# My pidgy babies! (:



## SamanthaBrooke (Jun 24, 2011)

I thought I'd share some cute pictures of my pigeons!


----------



## Print Tippler (May 18, 2011)

did you cut out your wall to make a pigeon loft?


----------



## SamanthaBrooke (Jun 24, 2011)

Lol no, it's suppose to be one of those fancy window seats or whatever but I converted it into something more practical!!


----------



## Print Tippler (May 18, 2011)

Oh alright, nice little addition. You get to sit down next to them all day? I have to go outside and bear the elements to do that haha. You need to buy some pigeon diapers for them. It would be nice to have like 20 pigeons walking and flying around my house wearing diapers. Too bad I have 5 cats.


----------



## Dobato (Jul 3, 2008)

Samantha, great photos, thanks for sharing .

Karyn


----------



## mpigeon (Aug 25, 2011)

How cute! 
They're great, hope all goes well with you and your pigeons!


----------



## Msfreebird (Sep 23, 2007)

Print Tippler said:


> did you cut out your wall to make a pigeon loft?

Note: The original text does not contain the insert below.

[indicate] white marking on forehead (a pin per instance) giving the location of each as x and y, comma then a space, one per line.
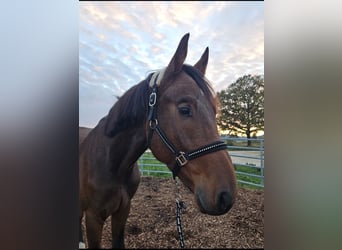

LOL, I was thinking the same thing!
Their very pretty and I'm sure you'll be very happy with them. There is a member here that makes custom pigeon diapers so they can be loose in the house without making a mess


----------



## Pijlover (May 5, 2010)

Nice engineering done, beautiful birds indeed


----------



## SamanthaBrooke (Jun 24, 2011)

Thanks everybody, I love them!!

It's funny you said something about the diapers, about four days ago I contacted her and I was put on her waiting list for those pigeons diapers!

It'll be nice not having to mop the floor everytime they are out, which is several times a day!


----------